Antoci: “Abbiamo colpito con un’azione senza precedenti la mafia dei terreni, ricca, potente e violenta, ed è per questo che quella notte volevano fermarmi. Volevano bloccare l’idea di una legge nazionale e dunque tutto quello che sta accadendo oggi. Ma io adesso, grazie alla mia scorta della Polizia di Stato, sono ancora qui e vedo loro alla sbarra e quel sistema mafioso andato in frantumi grazie all’eccellente lavoro svolto dalla Procura Antimafia di Messina, dai Carabinieri del ROS e dalla Guardia di Finanza. Mi sembra un buon osservatorio dal quale attendere le altre condanne”.
Nel Maggio del 2016 l’allora presidente del parco dei Nebrodi, Giuseppe Antoci, è stato vittima di un attentato di stampo mafioso, sventato dall’arrivo tempestivo delle forze dell’ordine.
Antoci, divenuto presidente del parco, ha infatti deciso di modificare il protocollo con il quale avere accesso ai fondi dell’Ue destinati all’agricoltura, al fine di tutelare i richiedenti dalle strategie messe in atto dalle associazioni mafiose, che negli ultimi anni si accaparravano illecitamente questi finanziamenti. Entrato nel mirino della mafia, Antoci riceve delle iniziali minacce che però sfociano drasticamente in un attentato alla sua vita.
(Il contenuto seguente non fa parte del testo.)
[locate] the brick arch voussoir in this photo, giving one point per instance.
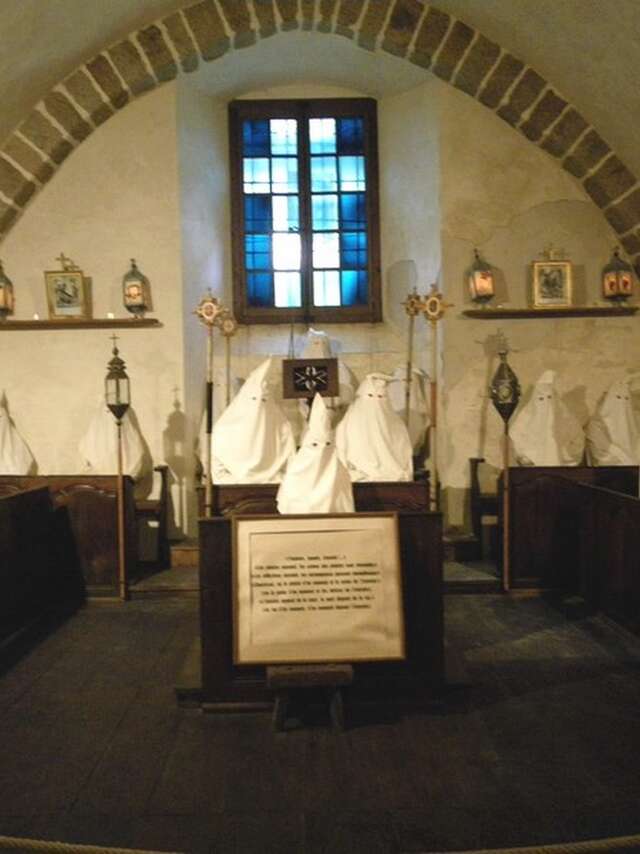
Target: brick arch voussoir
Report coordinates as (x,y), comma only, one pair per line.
(410,29)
Le dinamiche di questo attentato – messe in discussione e considerate “stravaganti” dal presidente della Commissione Antimafia, Claudio Fava – sono state confermate dalla Dda di Messina, la quale – come riferisce lo stesso Antoci – «ha affidato alla polizia scientifica le indagini usando una tecnica innovativa per studiare l’attentato sui Nebrodi, perizia che ha confermato che tutto ciò è compatibile con quanto dichiarato da chi è stato coinvolto nell’attentato».
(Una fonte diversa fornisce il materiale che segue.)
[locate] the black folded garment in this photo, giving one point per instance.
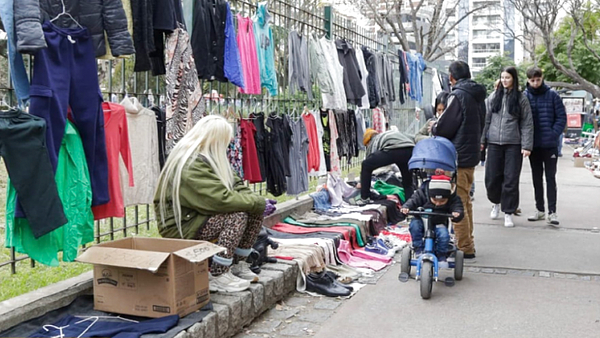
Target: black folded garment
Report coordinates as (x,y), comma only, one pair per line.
(324,284)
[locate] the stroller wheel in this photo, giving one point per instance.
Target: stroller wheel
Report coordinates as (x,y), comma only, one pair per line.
(459,264)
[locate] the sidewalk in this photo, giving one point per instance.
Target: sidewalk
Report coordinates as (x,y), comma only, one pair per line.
(529,281)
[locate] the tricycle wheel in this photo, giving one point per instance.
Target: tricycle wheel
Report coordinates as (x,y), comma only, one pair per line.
(459,261)
(426,279)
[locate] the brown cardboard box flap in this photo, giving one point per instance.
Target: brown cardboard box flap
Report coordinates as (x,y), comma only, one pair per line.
(199,252)
(127,258)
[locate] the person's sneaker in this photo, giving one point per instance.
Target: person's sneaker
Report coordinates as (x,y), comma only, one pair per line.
(227,282)
(553,219)
(508,223)
(538,216)
(242,270)
(495,211)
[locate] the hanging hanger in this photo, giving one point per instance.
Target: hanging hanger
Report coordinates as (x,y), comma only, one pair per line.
(64,12)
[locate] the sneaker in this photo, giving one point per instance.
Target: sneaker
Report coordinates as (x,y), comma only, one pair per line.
(508,223)
(227,282)
(538,216)
(553,219)
(495,211)
(242,270)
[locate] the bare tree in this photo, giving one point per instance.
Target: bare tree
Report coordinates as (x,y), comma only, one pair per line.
(426,23)
(544,15)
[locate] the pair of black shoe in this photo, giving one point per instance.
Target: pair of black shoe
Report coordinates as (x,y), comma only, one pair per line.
(325,283)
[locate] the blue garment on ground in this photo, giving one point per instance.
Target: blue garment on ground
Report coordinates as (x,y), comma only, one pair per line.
(232,65)
(265,48)
(71,326)
(15,60)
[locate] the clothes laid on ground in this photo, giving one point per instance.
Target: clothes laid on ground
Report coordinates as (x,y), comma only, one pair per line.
(75,191)
(143,142)
(117,145)
(72,326)
(297,182)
A seguito di questo tragico avvenimento, nel 2018, all’apertura delle indagini successive agli arresti della Dda di Caltanissetta a carico della mafia dei pascoli, il Comune di Troina, amministrato dal sindaco Sebastiano Fabio Venezia – già impegnato nella lotta alla criminalità organizzata – decide di costituirsi parte civile durante il processo. «Il territorio dei Nebrodi è stato per lungo tempo terra di nessuno e la criminalità rurale è riuscita ad avere un controllo capillare. Per scardinare questo sistema occorrerà una forte sinergia tra cittadini e istituzioni», dichiarava qualche tempo fa il primo cittadino. Venezia, infatti, era stato uno dei pochi, insieme a Giuseppe Antoci, a denunciare pubblicamente la mafia dei pascoli sui Nebrodi.
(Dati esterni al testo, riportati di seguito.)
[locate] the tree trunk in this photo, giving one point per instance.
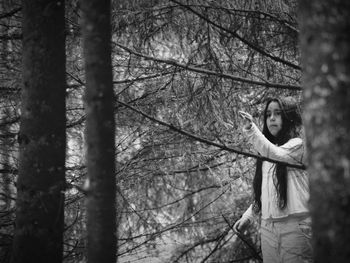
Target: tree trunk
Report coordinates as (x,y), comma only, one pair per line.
(100,132)
(40,185)
(325,45)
Lo scorso 23 Aprile, finalmente, sono arrivate le prime condanne con rito abbreviato e scaturenti dall’operazione Nebrodi che aveva portato, il 15 gennaio 2020 a 94 arresti e al sequestro di 151 aziende agricole, una delle più vaste operazioni antimafia eseguite in Sicilia.
Queste sono le condanne inflitte dal GUP Simona Finocchiaro: Al capo clan Sebastiano Bontempo “u guappo” (classe 1969) 24 anni; Giuseppe Bontempo (classe 1964) anni 10 e 8 mesi; Samuele Conti Mica 2 anni, più 4 mila euro di multa.
Condannati invece – tenendo conto del regime premiale per i pentiti – Carmelo Barbagiovanni ad anni 3, Giuseppe Marino Gammazza ad 8 anni e 4 mesi in continuazione con precedenti sentenze e Salvatore Costanzo Zammataro a 4 anni tutti e tre collaboratori di giustizia. “Il primo passo è fatto, – dichiara Antoci – condanne esemplari. Quelle che si meritano per aver tenuto in ostaggio un territorio, mortificandolo, derubandolo e facendolo regredire. Quei fondi dovevano andare agli allevatori e agricoltori perbene e non ai mafiosi. Questo primo passo fa ben sperare per il prosieguo del Maxiprocesso. Io sarò qui ad attendere. Questa vicenda ha stravolto la mia vita e quella della mia famiglia”, dichiara l’ex presidente del Parco dei Nebrodi, Giuseppe Antoci.